Dat is relevant, omdat met het groeiend belang van die kenniswerker, management niet meer gebaat is bij conventionele managementstrategieën waarin controle een belangrijke plaats inneemt. In plaats van controleren gaat het nu om faciliteren: de kenniswerker moet in staat worden gesteld om zich te verbinden met zijn werk, met zijn doelen en collega's. Maar dan moet wel 'heel den mensch' in ogenschouw genomen worden.
Covey presenteert hiervoor het paradigma van de complete mens. Dit paradigma beschrijft vier dimensies van de mens: het lichaam, de geest, het hart en het geweten. Pas als deze vier dimensies tot hun recht komen, zal men de eigen 'innerlijke stem' vinden, die zich uit in discipline (vanuit het lichaam), visie (vanuit de geest), passie (vanuit het hart) en het spirituele (vanuit het geweten).
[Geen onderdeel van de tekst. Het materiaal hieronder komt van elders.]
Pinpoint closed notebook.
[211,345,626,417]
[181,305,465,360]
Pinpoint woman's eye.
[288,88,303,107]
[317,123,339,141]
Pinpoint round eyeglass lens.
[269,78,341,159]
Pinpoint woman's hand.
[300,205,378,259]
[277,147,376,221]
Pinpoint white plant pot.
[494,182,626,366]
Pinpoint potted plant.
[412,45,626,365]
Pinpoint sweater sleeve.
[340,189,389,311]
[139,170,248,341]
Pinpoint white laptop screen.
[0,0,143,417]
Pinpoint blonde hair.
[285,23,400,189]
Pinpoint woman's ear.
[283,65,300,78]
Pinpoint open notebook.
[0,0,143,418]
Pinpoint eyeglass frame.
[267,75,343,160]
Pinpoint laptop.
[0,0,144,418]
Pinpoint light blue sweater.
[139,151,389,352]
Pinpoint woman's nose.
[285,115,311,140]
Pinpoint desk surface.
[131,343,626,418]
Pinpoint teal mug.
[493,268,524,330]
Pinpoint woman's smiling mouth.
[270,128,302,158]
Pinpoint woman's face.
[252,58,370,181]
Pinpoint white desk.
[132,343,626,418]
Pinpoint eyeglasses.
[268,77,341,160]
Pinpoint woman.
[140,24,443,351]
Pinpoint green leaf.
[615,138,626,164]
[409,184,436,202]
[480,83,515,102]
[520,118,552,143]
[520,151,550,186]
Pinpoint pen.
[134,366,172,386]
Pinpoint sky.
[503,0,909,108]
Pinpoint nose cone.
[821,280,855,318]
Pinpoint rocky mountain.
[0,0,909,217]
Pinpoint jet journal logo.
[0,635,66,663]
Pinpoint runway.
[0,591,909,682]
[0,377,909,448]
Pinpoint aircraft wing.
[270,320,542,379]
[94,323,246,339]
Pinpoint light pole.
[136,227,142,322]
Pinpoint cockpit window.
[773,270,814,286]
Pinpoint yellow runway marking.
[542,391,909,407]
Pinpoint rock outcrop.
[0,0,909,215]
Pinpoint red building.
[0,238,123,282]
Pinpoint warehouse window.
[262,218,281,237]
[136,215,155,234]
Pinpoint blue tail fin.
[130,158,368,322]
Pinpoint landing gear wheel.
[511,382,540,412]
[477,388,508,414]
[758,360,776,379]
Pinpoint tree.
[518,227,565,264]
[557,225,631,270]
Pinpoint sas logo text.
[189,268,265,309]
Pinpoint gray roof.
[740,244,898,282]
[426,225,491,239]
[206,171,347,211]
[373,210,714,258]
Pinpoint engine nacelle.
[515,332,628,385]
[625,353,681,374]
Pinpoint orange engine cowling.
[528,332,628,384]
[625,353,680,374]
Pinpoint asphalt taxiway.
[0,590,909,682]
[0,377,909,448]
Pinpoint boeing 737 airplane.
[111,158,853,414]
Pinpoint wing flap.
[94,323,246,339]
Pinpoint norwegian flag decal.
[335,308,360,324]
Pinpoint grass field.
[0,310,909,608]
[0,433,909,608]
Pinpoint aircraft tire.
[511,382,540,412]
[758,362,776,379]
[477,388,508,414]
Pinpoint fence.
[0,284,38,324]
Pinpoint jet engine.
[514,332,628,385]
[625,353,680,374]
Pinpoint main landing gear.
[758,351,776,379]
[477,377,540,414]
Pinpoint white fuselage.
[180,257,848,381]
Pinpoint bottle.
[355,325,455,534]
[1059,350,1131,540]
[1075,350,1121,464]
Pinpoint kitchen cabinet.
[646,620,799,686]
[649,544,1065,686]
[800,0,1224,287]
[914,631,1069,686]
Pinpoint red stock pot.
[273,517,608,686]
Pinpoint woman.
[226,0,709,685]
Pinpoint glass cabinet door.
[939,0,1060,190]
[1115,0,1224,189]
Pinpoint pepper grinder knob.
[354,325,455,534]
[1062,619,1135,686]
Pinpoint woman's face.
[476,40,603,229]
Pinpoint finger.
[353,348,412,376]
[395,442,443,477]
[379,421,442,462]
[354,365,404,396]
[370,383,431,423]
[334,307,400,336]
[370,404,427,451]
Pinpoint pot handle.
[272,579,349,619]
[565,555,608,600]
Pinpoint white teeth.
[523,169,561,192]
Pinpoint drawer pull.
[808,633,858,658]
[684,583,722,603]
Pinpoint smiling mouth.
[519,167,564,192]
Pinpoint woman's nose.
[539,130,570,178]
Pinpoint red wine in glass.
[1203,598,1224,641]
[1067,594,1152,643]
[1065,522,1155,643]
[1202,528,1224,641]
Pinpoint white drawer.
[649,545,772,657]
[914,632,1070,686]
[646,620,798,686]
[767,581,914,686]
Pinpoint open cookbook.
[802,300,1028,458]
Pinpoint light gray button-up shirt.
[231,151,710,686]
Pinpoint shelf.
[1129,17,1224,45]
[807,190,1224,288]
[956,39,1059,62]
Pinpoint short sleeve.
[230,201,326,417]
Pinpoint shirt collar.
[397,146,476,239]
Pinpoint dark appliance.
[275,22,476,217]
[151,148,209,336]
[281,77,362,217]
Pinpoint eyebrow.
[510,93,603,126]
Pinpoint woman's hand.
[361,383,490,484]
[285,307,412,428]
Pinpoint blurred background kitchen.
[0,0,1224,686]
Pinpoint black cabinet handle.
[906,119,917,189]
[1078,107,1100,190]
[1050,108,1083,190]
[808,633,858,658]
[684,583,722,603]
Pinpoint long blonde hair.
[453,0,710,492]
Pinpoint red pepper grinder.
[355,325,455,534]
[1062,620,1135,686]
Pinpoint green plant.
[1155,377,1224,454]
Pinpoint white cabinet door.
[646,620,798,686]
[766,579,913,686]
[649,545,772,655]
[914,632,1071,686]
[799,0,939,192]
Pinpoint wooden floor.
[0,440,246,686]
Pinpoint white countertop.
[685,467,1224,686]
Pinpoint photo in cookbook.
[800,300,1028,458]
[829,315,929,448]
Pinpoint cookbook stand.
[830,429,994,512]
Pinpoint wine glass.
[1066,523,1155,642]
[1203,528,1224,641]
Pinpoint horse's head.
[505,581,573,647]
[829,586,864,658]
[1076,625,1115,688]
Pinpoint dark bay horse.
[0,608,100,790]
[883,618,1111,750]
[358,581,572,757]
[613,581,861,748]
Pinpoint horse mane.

Dat geldt voor een ieder van ons en Covey beschrijft in zijn boek op welke manieren wij deze dimensies tot hun recht kunnen laten komen. Hoe vindt iemand, om een voorbeeld te noemen, zijn passie? Zoek je unieke talenten en jouw speciale rol en doel in dit leven. Een behoefte plus talent plus passie geeft kracht. Het geweten maakt van passie compassie, creëert integriteit en helpt zo de kracht te richten en te doen wat 'goed' is.
Het tweede deel van het boek beschrijft hoe je anderen kunt inspireren hun 'innerlijke stem' te ontdekken. Dat kan door de vier eerder genoemde dimensies van de complete mens te vertalen naar werkzaamheden binnen organisaties. Wat Covey op individueel niveau het lichaam noemt, vertaalt hij op organisatieniveau naar in lijn gebrachte doelen, structuren, systemen en processen.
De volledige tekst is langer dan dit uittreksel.